Иногда Вильгельмина Даввульф заботилась о моей маме — в основном когда девочка болела. Это к длинным косам Вильгельмины Вивиан тянулась ручками, ища утешения, когда болела кишечным гриппом или бронхитом. Позднее лесной запах сухих листьев и благовоний в своем сознании Вивиан связывала с чувством безопасности и надежности.

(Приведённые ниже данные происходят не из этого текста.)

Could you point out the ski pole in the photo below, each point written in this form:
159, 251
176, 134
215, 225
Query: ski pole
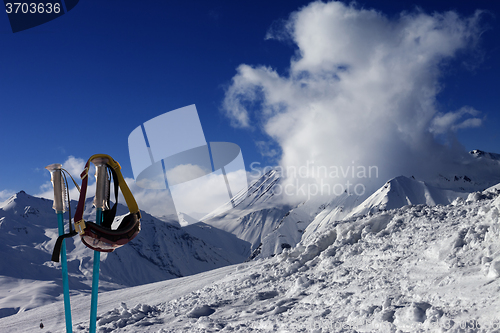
59, 207
100, 204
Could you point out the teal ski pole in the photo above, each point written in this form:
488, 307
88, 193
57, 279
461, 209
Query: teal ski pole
59, 207
100, 203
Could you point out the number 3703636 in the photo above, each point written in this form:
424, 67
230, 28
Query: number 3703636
32, 8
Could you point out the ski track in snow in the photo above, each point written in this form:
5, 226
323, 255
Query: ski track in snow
414, 269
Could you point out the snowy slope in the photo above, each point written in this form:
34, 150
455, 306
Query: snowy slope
413, 269
28, 230
255, 215
265, 219
401, 191
396, 193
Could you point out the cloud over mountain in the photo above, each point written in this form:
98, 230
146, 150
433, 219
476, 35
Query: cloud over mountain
361, 91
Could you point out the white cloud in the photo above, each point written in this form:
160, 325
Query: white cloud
5, 194
360, 91
453, 121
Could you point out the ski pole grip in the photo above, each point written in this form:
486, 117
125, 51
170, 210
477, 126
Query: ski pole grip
57, 183
101, 182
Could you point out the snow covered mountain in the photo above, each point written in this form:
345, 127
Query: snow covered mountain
256, 214
28, 230
396, 193
418, 268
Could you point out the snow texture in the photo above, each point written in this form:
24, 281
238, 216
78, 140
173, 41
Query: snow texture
418, 268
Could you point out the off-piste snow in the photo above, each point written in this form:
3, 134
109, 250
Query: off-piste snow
411, 257
430, 267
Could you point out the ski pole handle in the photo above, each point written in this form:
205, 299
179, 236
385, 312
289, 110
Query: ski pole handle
57, 183
100, 199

По большому счету Вивиан сама себя вырастила: кормилась вчерашней выпечкой, купалась и ложилась спать когда вздумается. Детство ее прошло среди ароматов и шума пекарни. Это ее липкие пальчики украшали бельгийские булочки вишней в сахаре, это ее ладошки мяли тесто для пирога. Едва научившись ходить, она легко могла приготовить на скорую руку партию эклеров: вставала на стул и хладнокровно наполняла кремом заварные пирожные. Чуть поведя носом и принюхавшись, Вивиан Лавендер замечала едва различимую разницу рецептов — с годами эта ее способность разовьется до совершенства. Да, Вивиан много времени проводила в пекарне. Мать же почти не замечала ее присутствия.

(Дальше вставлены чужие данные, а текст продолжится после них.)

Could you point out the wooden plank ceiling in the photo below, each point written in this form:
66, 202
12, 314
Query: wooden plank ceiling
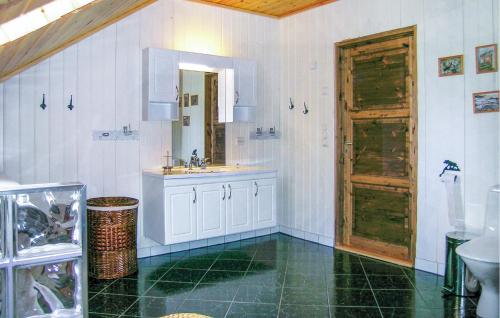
30, 49
273, 8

Летом перед своим семилетием Вивиан нашла старое белое платье в одном из заброшенных шкафов дома в конце Вершинного переулка. Оно было похоже на свадебный наряд, только детского размера. Эмильен верно определила, что платье когда-то принадлежало португальской девочке, для которой и построили этот дом. От старости платье для первого причастия пожелтело; спереди была прожжена дыра. Отказавшись носить что-либо еще, Вивиан проходила в нем целое лето. На долю платья пришлось множество пятен и слез: клякса малинового варенья на вороте, прореха по шву.

Именно это платье было на Вивиан, когда она познакомилась с Джеком, ставшим ей лучшим другом.

В день их встречи Вивиан, забравшись на большую березу, что росла у пекарни, смотрела, как мальчик что-то копает перед домом своего отца посреди заросшей поляны, считавшейся газоном. Именно эта яма, как полагал мальчик, в конце концов приведет его к останкам Тутанхамона. Проснувшись пораньше, нагруженный лопатами и ведрами ребенок брался, по его мнению, за серьезное дело, требующее порядка, многочасовой самоотверженной работы и, самое главное, веры. Утро он начинал с осмотра сделанного за предыдущий день, важного прохаживания по участку и измерения глубины ямы. Ведра стояли слева, лопаты лежали справа. Камни следовало сортировать отдельно от земли; червяков и всяких насекомых не убивать, а осторожно собирать в ведро, специально приготовленное исключительно для этих нежных созданий. В конце дня, когда садилось солнце, мальчик аккуратно переносил каждое насекомое из ведра на вздыбленную почву компостной кучи своей матери.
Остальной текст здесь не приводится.